The expression about using using honey, sugar not vinegar.
Something sweet to draw attention. Like leading a horse to water. But to attract the bees, whatever you are after.
To turn on the marketing tractor beam.
For the we need your help put out on the APB, on the hailing frequency. For whatever you are peddling. Using the high voice and shifting into the “Here Kitty Kitty” mode. Whenever you need a path beat to your door.
Maine farm land needs pollinators besides fertile built up soil, wise planting techniques to avoid any erosion.
And don’t just think busy bees please. Butterflies with their touch down and lift off flit. Those help Mother Nature in the court and spark. Spreading the pollination lovey dovey around the plowed, tilled, cultivated planted seed beds of Maine farm land.
So you are a Maine micro farmer, a medium sized or large acreage producer, what to set up for wild flower sections to attract the pollinators?
If you could interview a bee that I bet could be very verbal if you knew the lingo.
But knowing butterflies would be harder to interrogate and just come off like rabbits as a quiet bunch. What would you learn about color, fragrance, texture preferences? What are the best flower pollinators for your Maine farm land or gardens to boost the attraction?
Remembering hearing all those news reports about less bees are around and why is that? So better bait needed to get the pollinators the mission. To visit your back yard is the tall order, what’s needed.
To spread the word on the buzzing grapevine about how simply luscious these GPS coordinates are.
How much low hanging fruit easy your Maine farm land or garden is to collect the honey nectar of the Gods.
Spreading the pollen in the process of rubbing up against all those delicate flower parts you and I learned about in sixth grade science.
Or from our Grandmother bent over and weeding out one of many flower beds on the Maine farmstead.
Eight out of ten honey bees might might prefer blue hues.

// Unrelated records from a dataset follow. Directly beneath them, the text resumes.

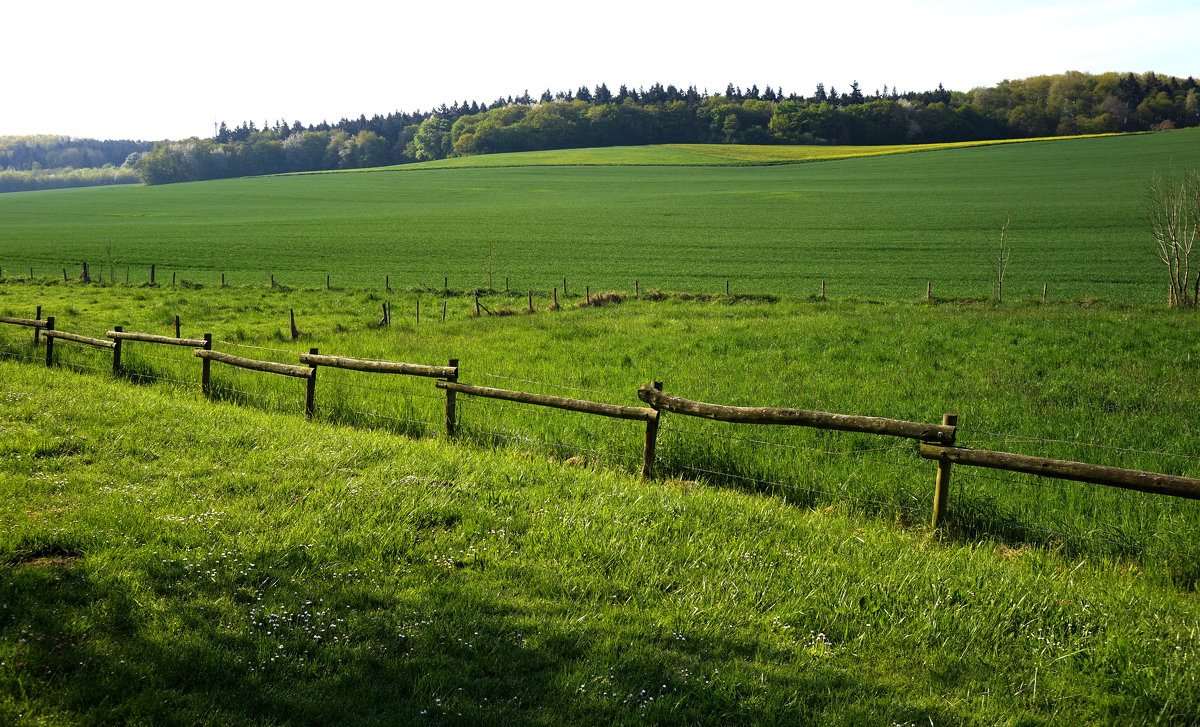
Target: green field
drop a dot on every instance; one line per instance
(870, 227)
(169, 559)
(175, 560)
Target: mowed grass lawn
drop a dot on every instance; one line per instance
(869, 227)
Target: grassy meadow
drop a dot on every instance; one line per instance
(175, 560)
(169, 559)
(875, 227)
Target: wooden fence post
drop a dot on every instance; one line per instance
(942, 493)
(205, 370)
(451, 403)
(652, 438)
(49, 342)
(117, 353)
(310, 401)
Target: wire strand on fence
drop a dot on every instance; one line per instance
(346, 384)
(1023, 438)
(841, 494)
(563, 386)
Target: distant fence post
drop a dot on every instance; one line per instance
(652, 438)
(117, 353)
(49, 342)
(451, 402)
(310, 402)
(207, 370)
(942, 493)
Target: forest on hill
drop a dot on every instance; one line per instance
(1060, 104)
(52, 162)
(1063, 104)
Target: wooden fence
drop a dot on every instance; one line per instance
(937, 442)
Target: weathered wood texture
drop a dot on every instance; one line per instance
(287, 370)
(1061, 469)
(414, 370)
(942, 490)
(154, 338)
(820, 420)
(30, 322)
(557, 402)
(78, 338)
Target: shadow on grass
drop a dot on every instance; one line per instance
(162, 644)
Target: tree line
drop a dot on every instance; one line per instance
(52, 162)
(1060, 104)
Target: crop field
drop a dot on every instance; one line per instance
(876, 227)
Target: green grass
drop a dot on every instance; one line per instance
(689, 155)
(870, 227)
(1104, 384)
(172, 560)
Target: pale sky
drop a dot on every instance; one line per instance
(162, 68)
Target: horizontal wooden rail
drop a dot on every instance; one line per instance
(299, 372)
(1061, 469)
(154, 338)
(414, 370)
(820, 420)
(571, 404)
(30, 322)
(78, 338)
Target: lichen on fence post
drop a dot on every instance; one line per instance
(652, 437)
(942, 492)
(451, 402)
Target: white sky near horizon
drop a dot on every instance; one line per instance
(157, 70)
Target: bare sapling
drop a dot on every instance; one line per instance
(1173, 206)
(1001, 252)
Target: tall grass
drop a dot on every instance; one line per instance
(174, 560)
(1104, 384)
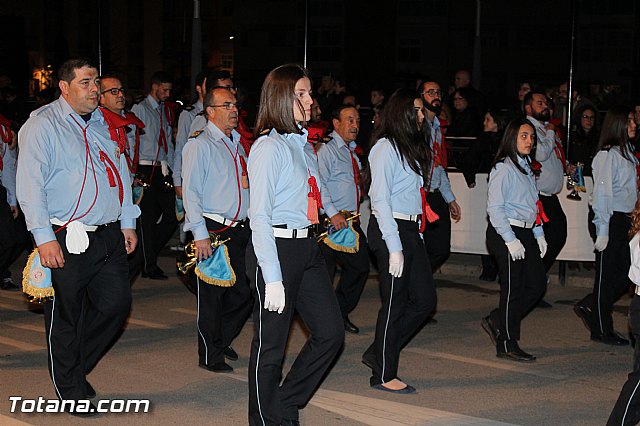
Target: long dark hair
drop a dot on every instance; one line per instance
(509, 144)
(399, 124)
(614, 130)
(277, 98)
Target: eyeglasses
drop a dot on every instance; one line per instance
(115, 91)
(432, 92)
(227, 105)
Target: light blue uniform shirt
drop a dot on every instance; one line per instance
(51, 168)
(552, 173)
(182, 135)
(615, 186)
(439, 177)
(8, 173)
(279, 167)
(151, 114)
(512, 195)
(394, 188)
(212, 173)
(336, 173)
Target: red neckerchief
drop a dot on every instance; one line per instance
(118, 131)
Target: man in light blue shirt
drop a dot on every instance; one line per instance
(340, 174)
(156, 154)
(216, 200)
(437, 235)
(75, 191)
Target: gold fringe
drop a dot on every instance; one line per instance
(344, 249)
(213, 281)
(36, 294)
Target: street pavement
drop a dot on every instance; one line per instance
(452, 363)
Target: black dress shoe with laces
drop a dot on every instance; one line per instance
(612, 338)
(350, 327)
(516, 354)
(230, 354)
(584, 313)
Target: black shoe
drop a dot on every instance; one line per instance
(516, 355)
(218, 367)
(155, 274)
(544, 304)
(91, 411)
(612, 338)
(490, 328)
(584, 313)
(230, 354)
(350, 327)
(90, 392)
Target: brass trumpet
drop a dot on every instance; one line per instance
(185, 266)
(327, 223)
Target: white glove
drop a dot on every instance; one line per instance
(542, 244)
(396, 263)
(274, 296)
(516, 249)
(601, 242)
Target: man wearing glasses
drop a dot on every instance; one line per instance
(436, 181)
(216, 201)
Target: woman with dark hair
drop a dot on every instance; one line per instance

Bumble bees yellow, give me buttercup or good old mustard. Humming birds pick high voltage greens or reds. Those might be the findings. If you could find a translator. But what you plant, will it survive, regenerate and help populate a hillside next to your best fields?
Will it become invasive and you the Maine farmer will regret unleashing the seed cover?

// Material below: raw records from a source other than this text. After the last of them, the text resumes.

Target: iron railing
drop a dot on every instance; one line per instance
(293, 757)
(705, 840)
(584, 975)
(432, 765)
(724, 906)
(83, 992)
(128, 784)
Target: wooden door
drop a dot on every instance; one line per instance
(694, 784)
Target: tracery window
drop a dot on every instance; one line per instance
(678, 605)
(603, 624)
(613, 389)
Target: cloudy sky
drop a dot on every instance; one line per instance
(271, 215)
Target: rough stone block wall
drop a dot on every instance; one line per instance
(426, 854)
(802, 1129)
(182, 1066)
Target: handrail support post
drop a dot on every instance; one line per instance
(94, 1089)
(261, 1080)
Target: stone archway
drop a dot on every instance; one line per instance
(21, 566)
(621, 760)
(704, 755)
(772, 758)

Is it like birds that drop the fertilizer from other fields creating “weed seed” that is counter productive? What is the best bang for the buck. To hold down the bottom line costs. Hmmmm.
What does the state use on the highways, for soil erosion control and that is low cost? Industrial applications for more than tourist attraction eye candy. But more emphasis that is all over pollination of the Maine farm land crops.

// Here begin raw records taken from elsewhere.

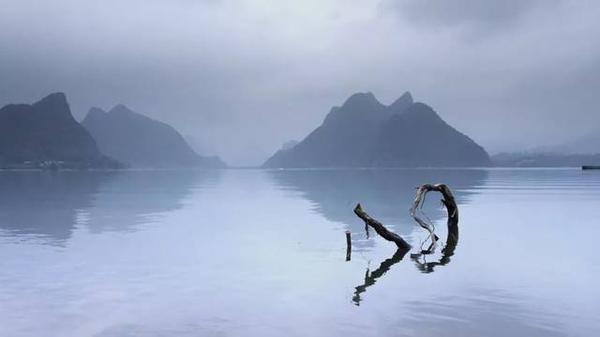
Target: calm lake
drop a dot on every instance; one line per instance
(263, 253)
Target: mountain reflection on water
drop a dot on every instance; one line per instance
(48, 206)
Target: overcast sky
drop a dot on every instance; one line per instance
(242, 77)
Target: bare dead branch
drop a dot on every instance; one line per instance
(381, 229)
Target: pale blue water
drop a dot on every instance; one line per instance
(262, 253)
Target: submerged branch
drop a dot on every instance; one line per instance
(448, 201)
(381, 229)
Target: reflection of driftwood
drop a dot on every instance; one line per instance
(348, 246)
(447, 252)
(380, 228)
(448, 201)
(371, 277)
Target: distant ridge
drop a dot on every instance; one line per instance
(365, 133)
(140, 141)
(45, 135)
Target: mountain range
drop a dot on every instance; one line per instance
(45, 133)
(366, 133)
(140, 141)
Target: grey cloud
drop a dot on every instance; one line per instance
(484, 16)
(242, 77)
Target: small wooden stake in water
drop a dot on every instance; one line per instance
(348, 246)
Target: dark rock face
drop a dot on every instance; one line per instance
(365, 133)
(140, 141)
(46, 131)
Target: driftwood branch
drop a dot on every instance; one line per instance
(380, 228)
(448, 201)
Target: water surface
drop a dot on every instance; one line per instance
(262, 253)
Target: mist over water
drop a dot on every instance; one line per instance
(262, 253)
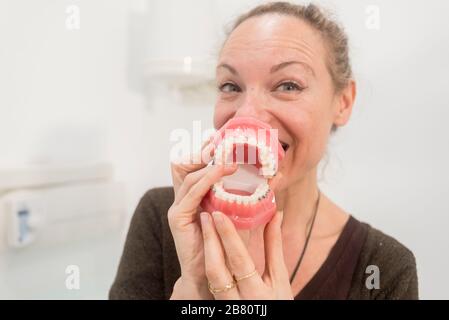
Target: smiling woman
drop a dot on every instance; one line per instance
(287, 66)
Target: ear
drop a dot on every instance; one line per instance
(343, 104)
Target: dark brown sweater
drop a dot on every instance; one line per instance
(149, 265)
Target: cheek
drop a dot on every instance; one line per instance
(310, 129)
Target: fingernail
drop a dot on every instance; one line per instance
(218, 217)
(204, 218)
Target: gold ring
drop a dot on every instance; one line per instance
(237, 279)
(227, 287)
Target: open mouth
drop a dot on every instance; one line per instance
(245, 196)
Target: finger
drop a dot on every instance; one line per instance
(275, 268)
(196, 192)
(217, 273)
(239, 259)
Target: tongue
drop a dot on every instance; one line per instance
(244, 181)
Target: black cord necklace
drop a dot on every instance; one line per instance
(307, 238)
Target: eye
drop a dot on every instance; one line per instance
(289, 86)
(229, 87)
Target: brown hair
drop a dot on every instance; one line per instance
(334, 35)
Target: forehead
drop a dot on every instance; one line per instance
(274, 38)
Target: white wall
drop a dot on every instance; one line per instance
(76, 96)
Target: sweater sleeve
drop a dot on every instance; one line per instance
(140, 272)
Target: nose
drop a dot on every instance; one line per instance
(254, 105)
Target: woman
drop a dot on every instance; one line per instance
(288, 66)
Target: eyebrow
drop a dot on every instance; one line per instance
(273, 69)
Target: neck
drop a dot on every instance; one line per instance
(298, 203)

That being the bull’s eye target red series of circles to aim for squinting, holding your mouth just right. Here is another article on attracting butterflies, hummingbirds and other pollinators for your garden or Maine farm land field.
From your experience, what works best that seems to make your flowers gardens, fruit orchards or vegetable fields like an airport for bees, butterflies, hummingbirds?
Lots of Latin names attached to the pollination attraction flowers fun and games.
Had one lady over the weekend mention Devil’s Rocket as one she would bet on for baiting the pollinators.
If you plant it they will come thinking. But knowing if it is not growing here now and established, will it flourish or extinguish quickly.
Be a flash in the pan pollinator one night stand Johnny One Time and then poof, gone?